[lbo-talk] Stalinism (was Eric Hobsbawm)

c b cb31450 at gmail.com
Tue Oct 9 17:18:04 PDT 2012


Marv Gandall

It's now widely accepted on the left, including by myself, that the Left Opposition led by Trotsky - or, for that matter, the Right Opposition led by Bukharin - would have mitigated the worst features of the Stalin regime, particularly in regards to the accession of the bureaucratic machine, the destruction of the old Bolshevik party, and the paranoid lies, odious cult of personality, and savage police terror which weighed on the Soviet state. But apart from conducting itself more in accordance with democratic socialist norms inside the USSR and within the Comintern, is it realistic to expect that the Opposition could have industrialized the country and secured the allegiance of the peasantry at a more measured pace without being forced to make similar foreign policy concessions to keep the allied powers at bay? Neither Bukharin nor Trotsky admitted of that possibility. Trotsky, in fact, did not think the the Soviet Union could survive in any form unless the revolution spread to the advanced capitalist countries, and that the first priority of the Soviet leadership therefore was to do everything in its power to foster this development.

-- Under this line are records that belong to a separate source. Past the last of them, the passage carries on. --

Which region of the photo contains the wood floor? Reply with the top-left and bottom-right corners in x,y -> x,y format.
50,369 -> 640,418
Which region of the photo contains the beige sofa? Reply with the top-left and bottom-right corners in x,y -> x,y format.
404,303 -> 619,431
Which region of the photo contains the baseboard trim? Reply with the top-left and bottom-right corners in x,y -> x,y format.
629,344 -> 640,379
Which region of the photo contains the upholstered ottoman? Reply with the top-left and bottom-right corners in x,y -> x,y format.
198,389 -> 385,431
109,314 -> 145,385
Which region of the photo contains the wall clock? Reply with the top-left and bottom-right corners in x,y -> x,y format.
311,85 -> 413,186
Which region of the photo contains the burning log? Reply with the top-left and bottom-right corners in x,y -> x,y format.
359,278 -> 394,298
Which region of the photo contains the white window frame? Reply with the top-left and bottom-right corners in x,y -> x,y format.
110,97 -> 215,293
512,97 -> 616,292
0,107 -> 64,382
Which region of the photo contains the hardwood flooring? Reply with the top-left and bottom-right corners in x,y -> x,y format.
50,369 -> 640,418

^^^^^^ CB: In my opinion, an error of "20/20 hindsight" in evaluating history is critical in your analysis above. Now we know there was no attack on the SU until 1941. But at the time of the decision on crash industrializing it was not certain at all that an imperialist invasion would not come sooner, even right away. In 1918 , Britain, France and the US sent troops to strangle the revolution in its crib. That was the recent empirical experience the Soviets had with imperialism's actions toward the SU. The threat of invasion was not just from Germany. Stalin and CPSU were very non-delusional and realistic in pushing crash industrialization, as the only way to survive the invasion that they knew was coming was to build their industrial base for an industrial strength defense. Without it , the Nazis probably would have won.

I disagree that the Soviet Union could do anything much to foster revolutions in other countries, a la Trotsky, because the Communists in those countries would be defeated on the basis of nationalism and interference in other their country by a foreign power. Stalin's or Trotsky's fomenting revolution in other countries would have been a kiss of death for the Communists in those countries. That happened anyway, but Stalin and them were conscious that Soviet agitation in other countries would have made it certain to happen. Also, to the extent we are comparing Leninism and Stalinism , it was Lenin who formulated the idea "peaceful co-existence and competition of countries with different social systems". So, in this regard , Stalin and the CPSU were Leninists.

The claim that the Soviet Union had nothing significantly socialist in its history is false.